Enfin, et surtout, ce produit n’améliore, pour l’instant, ni la morbidité (accident cardio-vasculaire, hospitalisation…), ni la mortalité, car les études idoines n’ont pas été publiées.
En gros, un effet pour l’instant purement cosmétique (encore une fois, rien d’autre n’a été prouvé), mais potentiellement très attractif sur le grand public.

On nous demande de choisir les arguments de vente les moins mauvais, sinon on passe la soirée à flinguer le produit.

Le temps passe.

Des études, toujours les mêmes, sortent régulièrement, montrant l’intérêt de R dans la réduction de la masse abdominale.
Puis viennent les articles, signés d’experts, qui nous rappellent chaque semaine la gravité d’avoir de la graisse abdominale pour le système cardio-vasculaire.
On le sait depuis longtemps (la fameuse obésité androïde), mais actuellement, on le clame sur tous les toits.
Au début, ces articles ne mentionnaient pas R, puis depuis la publication des résultats des études initiales, on le mentionne.
Stade supérieure, R fait la une du « Monde.fr », et peut-être du « Monde » tout court : « la molécule qui fait maigrir ».
Bien évidemment, le laboratoire fait la vierge effarouchée, comment peut-on dire cela ? Nous refusons de communiquer sur la perte de poids, notre produit et novateur dans la lutte contre les facteurs de risque cardio-vasculaires…
Bref, deux langages, un pour les professionnels de santé, et un autre pour le grand public : le plus en plus fréquent « Parlez-en à votre médecin ».
La communication directe, au dessus de la tête du médecin (comme aux EU) a l’immense intérêt de faire prescrire des pilules à des patients, donc dans l’immense majorité des cas, totalement ignorants d’un domaine très complexe (indication/contre-indication, balance risque-bénéfice, études statistiques, biais…).
Ce marketing se développe de façon exponentielle (Cf. « Pilule sur ordonnance : l'industrie s'essaye au marketing grand public » dans « Le Monde » du 20 Mars 2005), et est à mon avis extrêmement dangereux.
Bientôt, le patient, « sensibilisé » par tel ou tel labo va demander tel ou tel produit à son médecin. Deux solutions : le praticien cède, et le labo a gagné (mais le patient ?), ou le praticien résiste, et adieu l’effet placebo « positif » dont parlait DW Winnicott (« Le médecin se prescrit en prescrivant un traitement »), le patient n’adhérera jamais à un traitement qu’il n’aura pas initialement choisi.
L’information impartiale, c’est bien, mais la « sensibilisation » avec le numéro vert du labo, cela me semble dangereux.
Les gens n’ont pas fini de jouer aux apprentis sorciers.

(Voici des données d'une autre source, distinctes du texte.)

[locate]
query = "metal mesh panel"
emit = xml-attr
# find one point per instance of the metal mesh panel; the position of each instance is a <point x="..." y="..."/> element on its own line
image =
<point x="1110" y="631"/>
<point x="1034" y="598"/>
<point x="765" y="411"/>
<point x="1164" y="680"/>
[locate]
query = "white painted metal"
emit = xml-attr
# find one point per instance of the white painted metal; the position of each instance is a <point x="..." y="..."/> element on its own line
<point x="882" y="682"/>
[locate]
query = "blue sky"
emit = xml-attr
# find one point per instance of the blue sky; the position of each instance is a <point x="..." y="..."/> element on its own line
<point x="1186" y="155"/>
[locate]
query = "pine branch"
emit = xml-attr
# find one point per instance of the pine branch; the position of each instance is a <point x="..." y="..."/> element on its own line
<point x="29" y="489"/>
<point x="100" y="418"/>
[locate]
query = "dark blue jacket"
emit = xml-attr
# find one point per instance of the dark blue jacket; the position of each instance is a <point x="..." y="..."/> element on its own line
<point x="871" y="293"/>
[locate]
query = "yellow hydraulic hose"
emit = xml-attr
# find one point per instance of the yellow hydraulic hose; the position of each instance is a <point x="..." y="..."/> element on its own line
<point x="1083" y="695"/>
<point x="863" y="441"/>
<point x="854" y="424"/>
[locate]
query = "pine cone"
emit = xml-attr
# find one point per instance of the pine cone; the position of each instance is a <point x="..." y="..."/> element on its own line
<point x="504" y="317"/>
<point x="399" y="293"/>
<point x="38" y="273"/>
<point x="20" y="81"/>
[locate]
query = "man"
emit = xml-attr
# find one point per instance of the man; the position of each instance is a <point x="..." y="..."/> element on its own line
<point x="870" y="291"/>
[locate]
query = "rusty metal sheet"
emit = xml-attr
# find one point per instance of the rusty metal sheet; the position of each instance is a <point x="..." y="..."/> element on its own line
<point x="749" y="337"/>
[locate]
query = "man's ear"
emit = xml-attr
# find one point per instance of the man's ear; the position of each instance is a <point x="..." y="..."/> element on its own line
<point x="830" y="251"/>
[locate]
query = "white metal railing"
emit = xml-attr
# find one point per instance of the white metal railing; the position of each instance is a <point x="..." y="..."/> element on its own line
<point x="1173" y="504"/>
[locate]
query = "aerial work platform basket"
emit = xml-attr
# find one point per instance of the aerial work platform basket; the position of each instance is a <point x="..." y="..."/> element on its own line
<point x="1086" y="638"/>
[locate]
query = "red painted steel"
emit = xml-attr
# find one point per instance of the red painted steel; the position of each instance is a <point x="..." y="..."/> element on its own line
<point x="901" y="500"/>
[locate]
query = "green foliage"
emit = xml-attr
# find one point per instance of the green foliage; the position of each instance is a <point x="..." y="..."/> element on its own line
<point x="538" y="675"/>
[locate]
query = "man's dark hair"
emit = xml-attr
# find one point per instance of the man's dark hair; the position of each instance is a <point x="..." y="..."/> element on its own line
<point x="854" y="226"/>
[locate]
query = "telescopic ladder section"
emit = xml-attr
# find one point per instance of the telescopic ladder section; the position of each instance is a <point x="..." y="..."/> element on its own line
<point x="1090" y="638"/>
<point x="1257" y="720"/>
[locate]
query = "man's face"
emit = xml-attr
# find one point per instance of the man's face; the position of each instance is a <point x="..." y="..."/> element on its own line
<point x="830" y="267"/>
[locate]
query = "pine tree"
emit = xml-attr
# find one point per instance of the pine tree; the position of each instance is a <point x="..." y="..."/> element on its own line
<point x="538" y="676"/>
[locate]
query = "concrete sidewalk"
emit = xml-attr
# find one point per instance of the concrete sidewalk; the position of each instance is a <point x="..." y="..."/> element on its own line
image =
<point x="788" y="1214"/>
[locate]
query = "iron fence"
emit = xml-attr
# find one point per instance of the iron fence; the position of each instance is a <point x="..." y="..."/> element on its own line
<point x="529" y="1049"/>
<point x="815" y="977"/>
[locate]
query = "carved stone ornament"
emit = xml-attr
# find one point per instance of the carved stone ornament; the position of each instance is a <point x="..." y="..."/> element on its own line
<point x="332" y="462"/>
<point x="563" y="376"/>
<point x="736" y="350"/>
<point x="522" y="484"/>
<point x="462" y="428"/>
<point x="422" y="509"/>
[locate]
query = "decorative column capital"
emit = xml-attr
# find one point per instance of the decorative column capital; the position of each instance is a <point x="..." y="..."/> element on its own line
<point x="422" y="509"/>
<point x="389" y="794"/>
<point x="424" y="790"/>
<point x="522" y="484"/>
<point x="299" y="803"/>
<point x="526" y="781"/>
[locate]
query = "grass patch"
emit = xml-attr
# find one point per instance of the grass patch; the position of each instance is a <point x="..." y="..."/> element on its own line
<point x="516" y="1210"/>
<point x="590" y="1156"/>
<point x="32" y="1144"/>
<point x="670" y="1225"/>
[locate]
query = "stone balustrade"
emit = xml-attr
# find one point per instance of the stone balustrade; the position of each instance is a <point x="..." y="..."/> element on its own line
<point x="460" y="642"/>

Comment va se poursuivre la carrière de R ?
Probablement bien, il va obtenir son AMM, sûrement avec des réserves (genre ASMR III ou IV), mais qu’importe, personne ne les lit.
Les médecins, gavés de publicité, et poussés par leurs patients vont le prescrire « larga manu ».
Donc énormes gains, sauf si on découvre un effet secondaire « fâcheux » à moyen et long terme (comme l’Isoméride® le Staltor®, les coxibs plus récemment).
Alors, on sera bien en peine de retrouver les « leaders » d‘opinion qui nous ont si bien « sensibilisé ».